In this paper, we study the following problem. Consider a setting where a proposal is offered to the vertices of a given network $G$, and the vertices must conduct a vote and decide whether to accept the proposal or reject it. Each vertex $v$ has its own valuation of the proposal; we say that $v$ is ``happy'' if its valuation is positive (i.e., it expects to gain from adopting the proposal) and ``sad'' if its valuation is negative. However, vertices do not base their vote merely on their own valuation.
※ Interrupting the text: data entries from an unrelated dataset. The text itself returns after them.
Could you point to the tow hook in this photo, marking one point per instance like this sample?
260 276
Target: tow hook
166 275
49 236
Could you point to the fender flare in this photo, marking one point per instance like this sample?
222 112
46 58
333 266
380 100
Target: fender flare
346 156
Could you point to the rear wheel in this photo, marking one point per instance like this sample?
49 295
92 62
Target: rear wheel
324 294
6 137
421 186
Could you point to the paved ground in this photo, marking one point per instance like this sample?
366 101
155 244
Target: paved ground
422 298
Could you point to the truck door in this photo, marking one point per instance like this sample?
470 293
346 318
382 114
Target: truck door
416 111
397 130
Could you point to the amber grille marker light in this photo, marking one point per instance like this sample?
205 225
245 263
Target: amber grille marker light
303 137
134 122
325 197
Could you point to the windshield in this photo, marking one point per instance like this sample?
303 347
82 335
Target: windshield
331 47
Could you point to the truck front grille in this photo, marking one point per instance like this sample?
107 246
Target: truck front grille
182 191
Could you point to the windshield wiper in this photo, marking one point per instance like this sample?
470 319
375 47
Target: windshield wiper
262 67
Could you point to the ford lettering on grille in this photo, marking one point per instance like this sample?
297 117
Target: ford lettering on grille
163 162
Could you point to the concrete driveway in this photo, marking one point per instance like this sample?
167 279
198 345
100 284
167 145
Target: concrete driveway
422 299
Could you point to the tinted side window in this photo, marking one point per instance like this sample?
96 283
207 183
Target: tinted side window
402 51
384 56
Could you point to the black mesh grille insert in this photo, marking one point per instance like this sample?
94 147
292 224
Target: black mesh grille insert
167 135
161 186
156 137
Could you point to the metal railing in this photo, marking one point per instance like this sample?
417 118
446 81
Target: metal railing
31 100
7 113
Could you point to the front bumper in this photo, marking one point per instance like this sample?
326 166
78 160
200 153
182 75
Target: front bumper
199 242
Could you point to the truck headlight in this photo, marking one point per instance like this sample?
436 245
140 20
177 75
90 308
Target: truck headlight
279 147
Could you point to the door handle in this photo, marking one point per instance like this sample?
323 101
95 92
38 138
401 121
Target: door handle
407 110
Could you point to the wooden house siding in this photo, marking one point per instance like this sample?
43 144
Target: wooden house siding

Rather, a vertex $v$ is a \emph{proponent} of the proposal if a majority of its neighbors are happy with it and an \emph{opponent} in the opposite case. At the end of the vote, the network collectively accepts the proposal whenever a majority of its vertices are proponents. We study this problem on regular graphs with loops. Specifically, we consider the class ${\mathcal G}_{n|d|h}$ of $d$-regular graphs of odd order $n$ with all $n$ loops and $h$ happy vertices. We are interested in establishing necessary and sufficient conditions for the class ${\mathcal G}_{n|d|h}$ to contain a labeled graph accepting the proposal, as well as conditions to contain a graph rejecting the proposal. We also discuss connections to the existing literature, including that on majority domination, and investigate the properties of the obtained conditions.

翻译：本文研究以下问题：考虑一个场景，提案被提交至给定网络$G$的顶点，顶点必须进行投票并决定接受或否决该提案。每个顶点$v$对提案有自己的估值；若估值为正（即期望从采纳提案中获益），则称该顶点“满意”；若估值为负，则称其“不满意”。但顶点并非仅依据自身估值投票。相反，若顶点$v$的多数邻居对提案满意，则$v$成为提案的*支持者*，反之则为*反对者*。投票结束时，若网络中的多数顶点为支持者，则网络集体接受提案。我们在带环正则图上研究该问题。具体而言，考虑类${\mathcal G}_{n|d|h}$，即阶数$n$为奇数、具有$n$个环和$h$个满意顶点的$d$-正则图。我们旨在建立${\mathcal G}_{n|d|h}$类包含接受提案的标号图的充要条件，以及包含否决提案的标号图的条件。本文还讨论了与现有文献（包括多数支配问题）的联系，并研究了所得条件的性质。